In a previous article we illustrated how to calculate xgboost model predictions in-database. This was referenced and incorporated into tidypredict. After learning more about what the tidypredict team are up to, I discovered another tidyverse package called modeldb that fits models in-database. It currently supports linear regression and k-means clustering, so I thought I would provide an example of how to do in-database logistic regression.
Rather than focusing on the details of logistic regression, we will focus more on how we can use R and some carefully written SQL statements iteratively minimize a cost function. We will also use the condusco
R package, which allows us to iterate through the results of a query easily.
A Simple Logistic Regression Example
Let’s start with a simple logistic regression example. We’ll simulate an outcome \(y\) based on the fact that \(Pr(y=1) = \frac{e^{\beta x}}{1+e^{\beta x}}\). Here \(\beta\) is a vector containing the coefficients we will later be estimating (including an intercept term). In the example below, our \(x\) values are uniform random values between -1 and 1.
set.seed(1)
# the number of samples
n <- 1000
# uniform random on (-1,1)
x1 <- 2*runif(n)-1
x2 <- 2*runif(n)-1
x <- cbind(1, x1, x2)
# our betas
beta <- c(-1, -3.0, 5.0)
probs <- exp(beta %*% t(x))/(1+exp(beta %*% t(x)))
y <- rbinom(n,1,probs)
sim <- data.frame(id = seq(1:n), y = y, x1 = x1, x2 = x2)

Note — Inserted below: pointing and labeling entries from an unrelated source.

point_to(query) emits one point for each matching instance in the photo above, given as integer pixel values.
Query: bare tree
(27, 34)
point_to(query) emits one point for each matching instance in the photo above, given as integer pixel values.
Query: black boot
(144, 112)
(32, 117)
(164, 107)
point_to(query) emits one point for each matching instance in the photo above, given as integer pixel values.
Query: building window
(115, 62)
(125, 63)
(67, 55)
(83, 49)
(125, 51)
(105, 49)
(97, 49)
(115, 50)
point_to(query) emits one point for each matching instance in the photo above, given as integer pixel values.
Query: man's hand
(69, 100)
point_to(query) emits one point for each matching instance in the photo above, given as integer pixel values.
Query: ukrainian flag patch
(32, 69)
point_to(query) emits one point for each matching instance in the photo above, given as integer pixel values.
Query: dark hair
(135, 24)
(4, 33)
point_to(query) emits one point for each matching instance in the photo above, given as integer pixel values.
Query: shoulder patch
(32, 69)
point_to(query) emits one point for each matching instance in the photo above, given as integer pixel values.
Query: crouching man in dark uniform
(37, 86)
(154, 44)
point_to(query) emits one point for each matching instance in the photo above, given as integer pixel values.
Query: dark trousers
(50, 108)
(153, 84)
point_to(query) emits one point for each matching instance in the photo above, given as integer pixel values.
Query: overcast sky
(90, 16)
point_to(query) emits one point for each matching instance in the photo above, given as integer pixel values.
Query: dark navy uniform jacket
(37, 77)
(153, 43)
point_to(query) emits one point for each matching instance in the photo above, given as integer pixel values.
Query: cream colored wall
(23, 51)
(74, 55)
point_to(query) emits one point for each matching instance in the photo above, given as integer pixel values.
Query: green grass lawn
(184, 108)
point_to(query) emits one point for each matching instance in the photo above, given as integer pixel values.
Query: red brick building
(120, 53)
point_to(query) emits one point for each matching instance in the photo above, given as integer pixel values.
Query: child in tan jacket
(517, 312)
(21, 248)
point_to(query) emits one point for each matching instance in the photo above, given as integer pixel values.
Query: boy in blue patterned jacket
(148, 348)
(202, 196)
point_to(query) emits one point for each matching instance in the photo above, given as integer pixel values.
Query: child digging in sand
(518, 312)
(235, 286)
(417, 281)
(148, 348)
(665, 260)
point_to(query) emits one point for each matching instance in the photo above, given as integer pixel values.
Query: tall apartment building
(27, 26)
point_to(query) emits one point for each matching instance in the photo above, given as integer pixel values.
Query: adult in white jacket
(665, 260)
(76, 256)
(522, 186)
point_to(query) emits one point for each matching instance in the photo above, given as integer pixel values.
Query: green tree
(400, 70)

mylogit <- glm(y ~ x1 + x2, data = sim, family = "binomial")
summary(mylogit)
##
## Call:
## glm(formula = y ~ x1 + x2, family = "binomial", data = sim)
##
## Deviance Residuals:
## Min 1Q Median 3Q Max
## -2.7196 -0.3782 -0.0715 0.3301 3.1673
##
## Coefficients:
## Estimate Std. Error z value Pr(>|z|)
## (Intercept) -1.1090 0.1242 -8.932 <2e-16 ***
## x1 -3.2525 0.2734 -11.897 <2e-16 ***
## x2 5.1066 0.3351 15.238 <2e-16 ***
## ---
## Signif. codes: 0 '***' 0.001 '**' 0.01 '*' 0.05 '.' 0.1 ' ' 1
##
## (Dispersion parameter for binomial family taken to be 1)
##
## Null deviance: 1341.86 on 999 degrees of freedom
## Residual deviance: 565.47 on 997 degrees of freedom
## AIC: 571.47
##
## Number of Fisher Scoring iterations: 6
mylogit$coefficients
## (Intercept) x1 x2
## -1.108986 -3.252532 5.106641
As expected, the coefficients of our logistic model successfully approximate the parameters in our beta
vector.
In-database Logistic Regression
Now let’s see if we can find a way to calculate these same coefficicents in-database. In this example, we’re going to use Google BigQuery as our database, and we’ll use condusco
’s run_pipeline_gbq
function to iteratively run the functions we define later on. To do this, we’ll need to take care of some initial housekeeping:
library(bigrquery)
library(whisker)
library(condusco)
## Loading required package: jsonlite
## Loading required package: assertthat
## Loading required package: DBI
# Uncomment and define your own config
# config <- list(
# project = '<YOUR GBQ PROJECT>',
# dataset = '<YOUR GBQ DATASET>',
# table_prefix = '<A TABLE_PREFIX TO USE>'
# )
# a simple whisker.render helper function for our use-case
wr <- function(s, params=config){whisker.render(s,params)}
# put the simulated data in GBQ
insert_upload_job(
project = wr('{{{project}}}'),
dataset = wr('{{{dataset}}}'),
table = "logreg_sim",
values = sim,
write_disposition = "WRITE_TRUNCATE"
)
## Auto-refreshing stale OAuth token.
Now we’ll create the pipelines to do the logistic regression. Please note that the code below is quite verbose. While all of it is needed for the code to work, we’ll just focus on understanding how a couple steps work. Once we understand one step, the rest is pretty easy. Feel free to skip ahead.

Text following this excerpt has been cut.